Aviation Expert Details Final Moments of JKF Jr.’s Plane Crash

Aviation experts have revealed what caused the airplane crash that killed John F. Kennedy Jr. in 1999. The late President’s 38-year-old son was traveling with his wife and sister-in-law when his Piper Saratoga aircraft plunged into the water near Martha’s Vineyard in Massachusetts. Initially, some people said Kennedy had been reckless and placed lives in danger because he did not have enough flying experience, and expert Jeff Guzzetti noted this may have played its part. 

Guzzetti said Mr. Kennedy was forced to rely on internal instruments to gauge conditions, which may have challenged an inexperienced flyer. Mr. Guzzetti further noted that “there are no visual clues” when flying in night skies. The National Transportation Safety Board investigated the incident and determined that the “probable cause” was “spatial disorientation” and a subsequent failure to maintain control “during a descent over water at night.” 

Rosemary Terenzo and Liz McNeil’s upcoming book describes the incident in detail.

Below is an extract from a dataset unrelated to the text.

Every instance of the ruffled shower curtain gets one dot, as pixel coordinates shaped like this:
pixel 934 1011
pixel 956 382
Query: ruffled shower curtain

It claims that the Piper Saratoga was a more complex plane than Kennedy was used to flying and that it was dark by the time he departed from Caldwell Airport in New Jersey. 

In the book entitled “JFK Jr.: An Intimate Oral Biography,” Jeff Guzzetti outlined the route and said Kennedy flew along the Connecticut and Rhode Island coastlines and then pivoted out to sea around Martha’s Vineyard. “As soon as he turned out to the black ocean,” Guzzetti notes, he was entirely reliant on aircraft instruments. 

The aviation expert who worked with the National Transportation Safety Board at the time stated that the manner of the plane’s descent is known as the “graveyard spiral.” This occurs when the aircraft’s nose drops downward and begins to spin “like going down a drain.” 

The book also reveals that Ann Freeman, mother of Carolyn Bessette-Kennedy and Lauren Bessette, who both died in the crash, warned them not to take the flight and reportedly told Kennedy never to fly with both of her daughters at the same time.